A penalty amounting to $2.9 million was imposed against Triumph Motorcycles Ltd by the US Department of Transportation's National Highway Traffic Safety Administration (NHTSA) for violating the Safety Act's reporting requirements and also failing to respond to communications from the department.
According to the consent order, Triumph is to pay $1.4 million as a cash penalty along with $500,000 to meet requirements to improve its safety practices. If the company violates this order or if any further Safety Act violations come up, an additional $1 million will be imposed. The consent order also instructs Triumph to hire an independent consultant to audit the company's safety practices amd provide written plans for the approval by the NHTSA regarding practices and employee training. It also requires the company to form a compliance officer position which has direct access to its board and senior executives.

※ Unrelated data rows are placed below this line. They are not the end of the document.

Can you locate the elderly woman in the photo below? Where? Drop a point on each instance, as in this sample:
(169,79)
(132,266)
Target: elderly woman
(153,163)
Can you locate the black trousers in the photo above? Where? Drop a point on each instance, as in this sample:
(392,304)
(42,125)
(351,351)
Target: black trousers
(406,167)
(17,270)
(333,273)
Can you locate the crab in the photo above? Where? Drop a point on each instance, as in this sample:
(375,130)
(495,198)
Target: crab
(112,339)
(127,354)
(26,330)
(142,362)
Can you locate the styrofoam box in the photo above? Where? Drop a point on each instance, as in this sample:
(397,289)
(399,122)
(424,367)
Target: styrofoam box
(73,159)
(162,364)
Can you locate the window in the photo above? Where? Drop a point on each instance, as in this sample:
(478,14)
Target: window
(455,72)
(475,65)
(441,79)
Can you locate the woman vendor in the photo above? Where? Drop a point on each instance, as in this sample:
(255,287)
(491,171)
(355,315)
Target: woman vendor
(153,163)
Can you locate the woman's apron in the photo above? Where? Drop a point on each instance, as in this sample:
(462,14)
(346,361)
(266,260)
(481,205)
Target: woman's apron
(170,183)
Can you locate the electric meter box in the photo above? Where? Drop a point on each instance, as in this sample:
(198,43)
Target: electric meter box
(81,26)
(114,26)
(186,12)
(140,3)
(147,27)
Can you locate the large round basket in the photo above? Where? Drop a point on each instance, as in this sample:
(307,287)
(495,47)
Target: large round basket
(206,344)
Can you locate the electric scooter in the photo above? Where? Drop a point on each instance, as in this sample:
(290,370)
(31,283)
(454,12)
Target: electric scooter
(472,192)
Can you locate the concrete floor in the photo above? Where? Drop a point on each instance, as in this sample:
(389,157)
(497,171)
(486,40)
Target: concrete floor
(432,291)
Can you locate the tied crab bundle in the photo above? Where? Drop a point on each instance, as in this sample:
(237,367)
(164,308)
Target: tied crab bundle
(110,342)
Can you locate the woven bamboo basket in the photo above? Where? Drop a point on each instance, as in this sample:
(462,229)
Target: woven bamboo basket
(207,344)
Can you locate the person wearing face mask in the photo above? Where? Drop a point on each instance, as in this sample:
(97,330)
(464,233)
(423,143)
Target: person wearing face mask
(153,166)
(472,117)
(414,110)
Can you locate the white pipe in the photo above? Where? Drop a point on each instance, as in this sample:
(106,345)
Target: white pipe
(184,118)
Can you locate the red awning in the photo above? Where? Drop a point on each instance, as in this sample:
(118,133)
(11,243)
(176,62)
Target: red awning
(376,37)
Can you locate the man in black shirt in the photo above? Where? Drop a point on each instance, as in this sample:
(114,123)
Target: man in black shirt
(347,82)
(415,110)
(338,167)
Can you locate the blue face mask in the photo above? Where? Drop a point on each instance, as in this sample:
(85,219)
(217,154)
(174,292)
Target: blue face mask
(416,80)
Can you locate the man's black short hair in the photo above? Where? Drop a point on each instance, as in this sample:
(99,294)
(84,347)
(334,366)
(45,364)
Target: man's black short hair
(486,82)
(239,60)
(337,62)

Today's enforcement action penalizes past violations, and it promotes the proactive safety culture manufacturers must adopt if they are to reduce safety defects and identify them more quickly than they occur," says NHTSA administrator Mark Rosekind.
This huge penalty has its roots in September 2014 when Triumph recalled more than 1,300 motorcycles to fix a defect that could reduce steering capability which increases the risk of crashing. The NHTSA started an investigation into the matter in April 2015 to know whether or not Triumph had violated the requirement to report this defect in time. It also carried out investigations into other potential violations such as neglecting to provide quarterly reports on recall completion rates and failure to file early warning data reports regarding death and injury claims, warranty data and other information.
Triumph did admit to several of these violations in response to the investigation.